Mistero Sarah Scazzi, un’amica: “Tutti vogliamo scappare da Avetrana”

Sarah Scazzi

Avetrana, 11 settembre. Sono ormai passati 16 giorni da quel pomeriggio d’agosto, quando della diciassettenne Sarah Scazzi non s’è saputo più nulla. La notizia della scomparsa della ragazza è su tutti i giornali, ma di lei nessua traccia. Ad Avetrana, piccolo paesino in provincia di Taranto, che ospita poco più di ottomila anime, la vita non è più la stessa di prima.

Non è facile tornare alle faccende quotidiane quando si ha la piena consapevolezza che una ragazzina all’improvviso è svanita nel nulla, senza un perché. In questo paesino, l’opinione pubblica è divisa: da una parte c’è chi è convinto che la piccola Sarah abbia deciso volontariamente di allontanarsi da quel paesino tanto odiato e dalla sua famiglia, dall’altra, invece, c’è chi crede la crede vittima di un inganno.

Alla prima schiera appartengono quelle persone che si augurano che la scelta di andar via sia tutta di Sarah, proprio perché ciò sarebbe un buon segno. “Ci credo perché vorrebbe dire che è ancora viva”, afferma convinta una casalinga.

C’è, tuttavia, anche chi, proprio come Sarah, mostra una certa insofferenza per quel piccolo paesino, quasi fuori dal mondo. “Tutti vogliamo scappare da Avetrana perché qui non c´è nulla” confida Maria, diciassettenne, conoscente di Sarah. Maria e gli altri ragazzi del paese sognano l’università per conoscere il mondo. “Non odio Avetrana – continua Maria – ma offre poco: capisco che anche Sarah pensasse di andare via. Temo che si sia fidata della persona sbagliata. Ho paura che non la rivedremo più”.

Più sicura della buona sorte dell’amica Sarah, Mariateresa, anche lei di 17 anni, afferma: “Sono sicura che ritornerà. Magari è davvero fuggita per cercare di diventare famosa come ho letto sui giornali. E´ un pensiero infantile, ma ci dobbiamo aggrappare a questo se vogliamo che torni. E sono sicura che tornerà”.

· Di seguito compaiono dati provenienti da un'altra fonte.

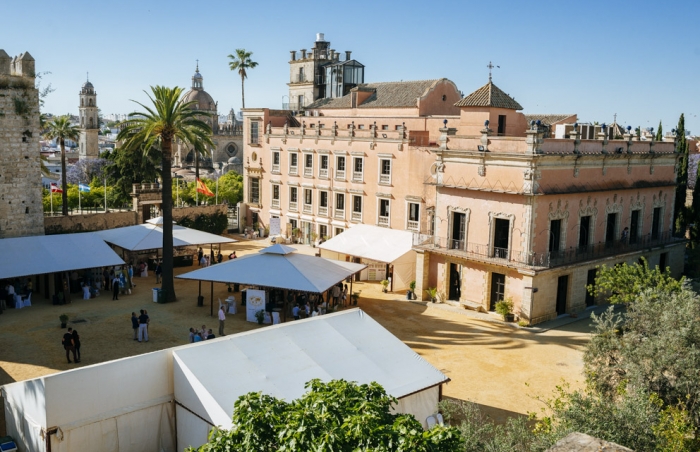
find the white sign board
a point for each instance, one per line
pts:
(275, 228)
(255, 301)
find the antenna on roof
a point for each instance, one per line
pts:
(491, 66)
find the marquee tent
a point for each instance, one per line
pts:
(279, 360)
(143, 237)
(169, 399)
(40, 254)
(279, 266)
(377, 247)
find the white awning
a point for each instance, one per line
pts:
(371, 242)
(279, 266)
(25, 256)
(143, 237)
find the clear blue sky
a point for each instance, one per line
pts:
(639, 59)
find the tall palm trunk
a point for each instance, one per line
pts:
(167, 207)
(242, 91)
(64, 178)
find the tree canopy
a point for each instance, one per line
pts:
(334, 416)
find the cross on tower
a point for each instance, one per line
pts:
(491, 66)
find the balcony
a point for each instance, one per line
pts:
(485, 253)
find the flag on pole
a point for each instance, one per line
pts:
(201, 188)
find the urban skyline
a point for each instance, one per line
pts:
(630, 59)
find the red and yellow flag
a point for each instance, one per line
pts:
(201, 188)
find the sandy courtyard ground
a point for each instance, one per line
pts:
(488, 363)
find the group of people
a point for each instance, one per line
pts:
(140, 325)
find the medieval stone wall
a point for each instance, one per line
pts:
(21, 210)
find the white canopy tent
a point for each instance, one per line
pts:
(379, 245)
(279, 266)
(40, 254)
(169, 399)
(279, 360)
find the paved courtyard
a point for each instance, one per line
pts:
(488, 362)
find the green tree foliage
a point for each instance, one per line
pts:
(623, 283)
(128, 166)
(241, 62)
(61, 129)
(336, 416)
(166, 119)
(679, 209)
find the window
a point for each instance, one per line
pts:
(656, 223)
(384, 206)
(357, 169)
(413, 216)
(340, 167)
(385, 171)
(293, 163)
(323, 167)
(254, 132)
(254, 197)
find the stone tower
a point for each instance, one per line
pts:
(21, 209)
(89, 124)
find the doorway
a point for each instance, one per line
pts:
(562, 290)
(590, 281)
(498, 289)
(455, 290)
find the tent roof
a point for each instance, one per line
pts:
(41, 254)
(371, 242)
(150, 237)
(277, 266)
(278, 360)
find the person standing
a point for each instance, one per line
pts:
(135, 325)
(222, 320)
(76, 344)
(68, 345)
(143, 326)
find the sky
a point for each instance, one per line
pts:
(639, 60)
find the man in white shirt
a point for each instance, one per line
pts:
(222, 319)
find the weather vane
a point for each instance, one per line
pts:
(491, 66)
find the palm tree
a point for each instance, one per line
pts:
(159, 125)
(61, 129)
(240, 62)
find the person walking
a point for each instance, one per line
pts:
(135, 325)
(222, 320)
(68, 345)
(143, 326)
(76, 344)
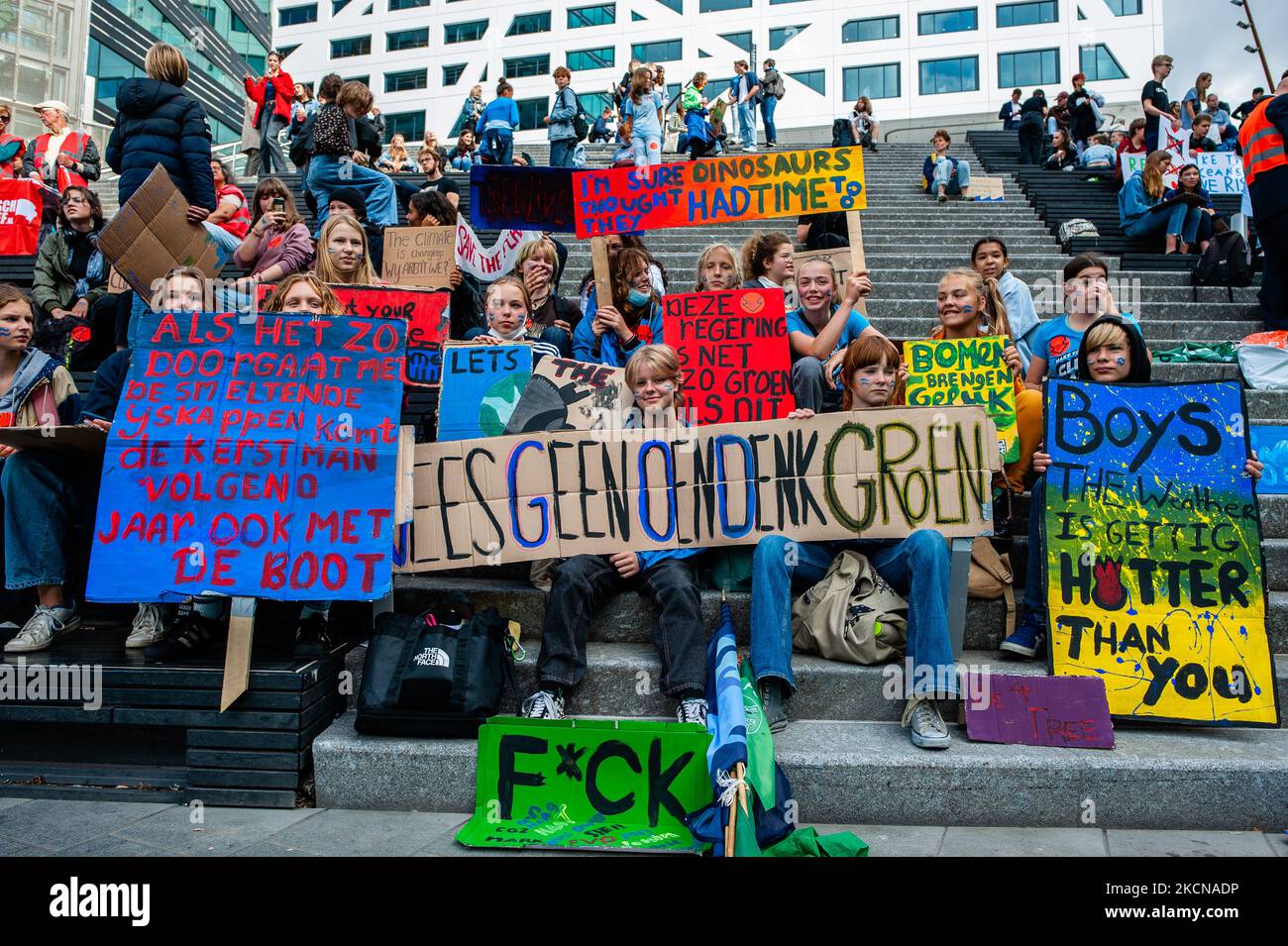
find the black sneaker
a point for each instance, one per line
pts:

Valentino Castriota, dell´associazione Famiglia Fratelli Ristretti, portavoce della famiglia, spiega che i familiari di Sarah sono sempre più preoccupati. “La sorte di Sarah è un mistero nel mistero. In questi giorni leggiamo e sentiamo di tutto e a tante cose la famiglia stenta a credere. Siamo certissimi, però, che qualcuno non ha detto tutto quello che sa. Ed è ora che parli. Ogni attimo perso può essere decisivo. Se Sarah è in fuga ora è sicuramente caduta in una trappola ed è questa sensazione che lascia sgomenti i familiari. È inutile nasconderlo. Viviamo nell´incubo che sia successo qualcosa di terribile”.